A medida que aumenta el acoso, esa comunidad se radicaliza y diversifica, como es de esperar en un sistema político como el cubano, donde la disidencia y la oposición gravitan poderosamente hacia uno de los polos del diferendo histórico con Estados Unidos. Sin embargo, las demandas originarias de los jóvenes —derogación de decretos, garantías para la práctica cultural independiente, fin de la censura, cese del hostigamiento— se mantienen. De encontrar alguna vía de satisfacción institucional, esas demandas ayudarían a contener la radicalización opositora.
No es ése, por lo visto, el objetivo del gobierno cubano en su manejo de la crisis. La finalidad es renovar casuísticamente la nómina de los enemigos para promover un deslinde político entre leales y desleales al sistema. En un conocido patrón histórico, ese nuevo deslinde de “buenos” y “malos”, “amigos” y “enemigos” de Cuba intenta imponerse, también, a medios de comunicación y organismos internacionales.

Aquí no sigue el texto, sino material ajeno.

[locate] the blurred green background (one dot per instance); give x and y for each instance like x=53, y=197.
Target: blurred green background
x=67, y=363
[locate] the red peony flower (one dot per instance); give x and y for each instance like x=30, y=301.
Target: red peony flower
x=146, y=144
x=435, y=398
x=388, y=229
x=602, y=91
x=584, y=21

Lo mismo en la prensa latinoamericana aliada de La Habana que en una declaración de directivos de la Latin American Studies Asssociation (LASA) predomina la reticencia a hablar de represión en Cuba. Se parte de la errada premisa de que la única represión en América Latina es la de los ejecutados y desaparecidos de las viejas dictaduras o la de las manifestaciones militarmente sofocadas de las nuevas derechas. En la Cuba actual, las violaciones rutinarias al debido proceso también son represivas.

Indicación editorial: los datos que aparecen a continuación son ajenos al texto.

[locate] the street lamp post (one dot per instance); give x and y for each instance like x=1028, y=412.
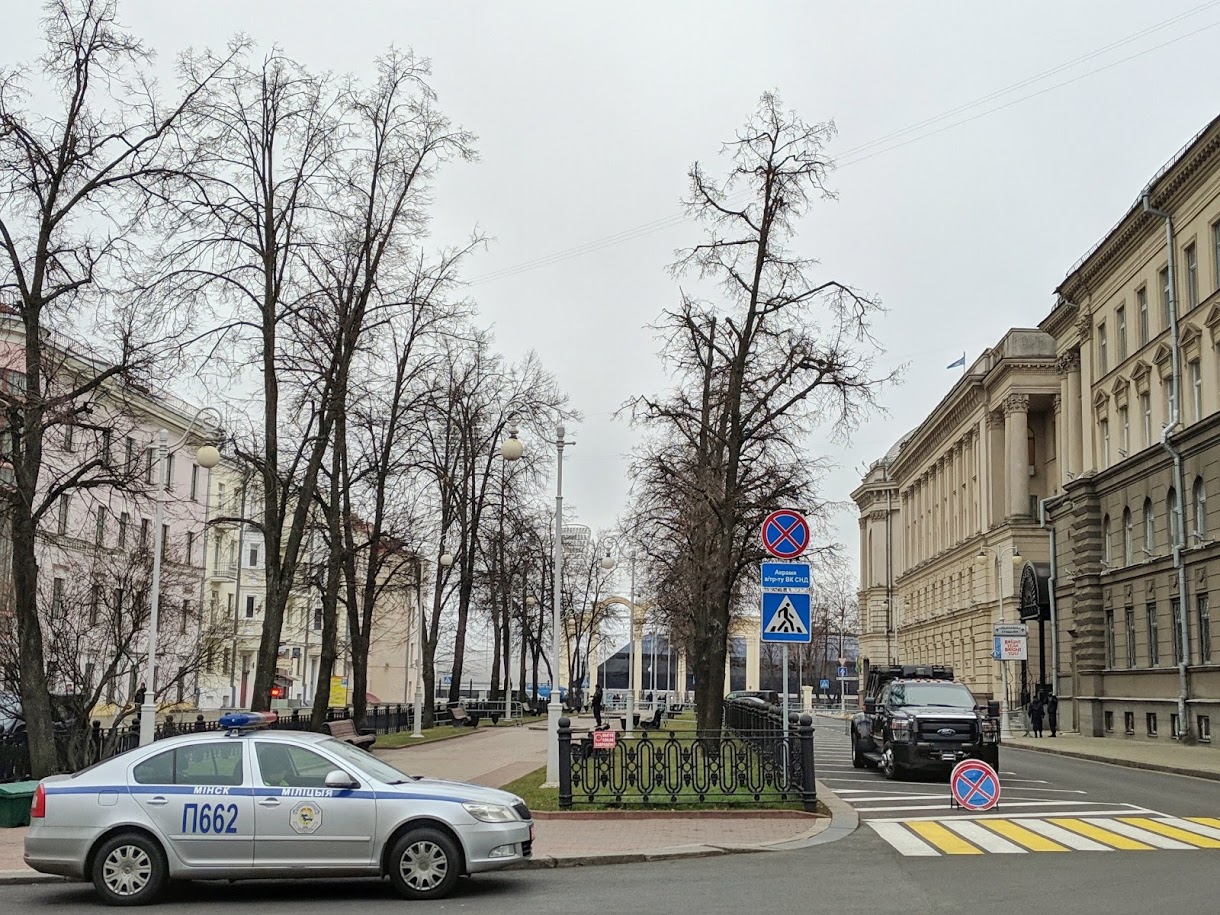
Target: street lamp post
x=208, y=458
x=1005, y=728
x=511, y=450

La imposibilidad de nombrar la represión en Cuba va unida, por lo general, a la justificación de la misma con el embargo comercial y la hostilidad de Estados Unidos contra la isla. Según esa perspectiva, la agresividad de Washington, cuyos costos son inobjetables, otorga al Estado cubano la condición de una víctima impune, con derecho a defenderse por medio de la violencia y el abandono de las propias garantías constitucionales establecidas en 2019.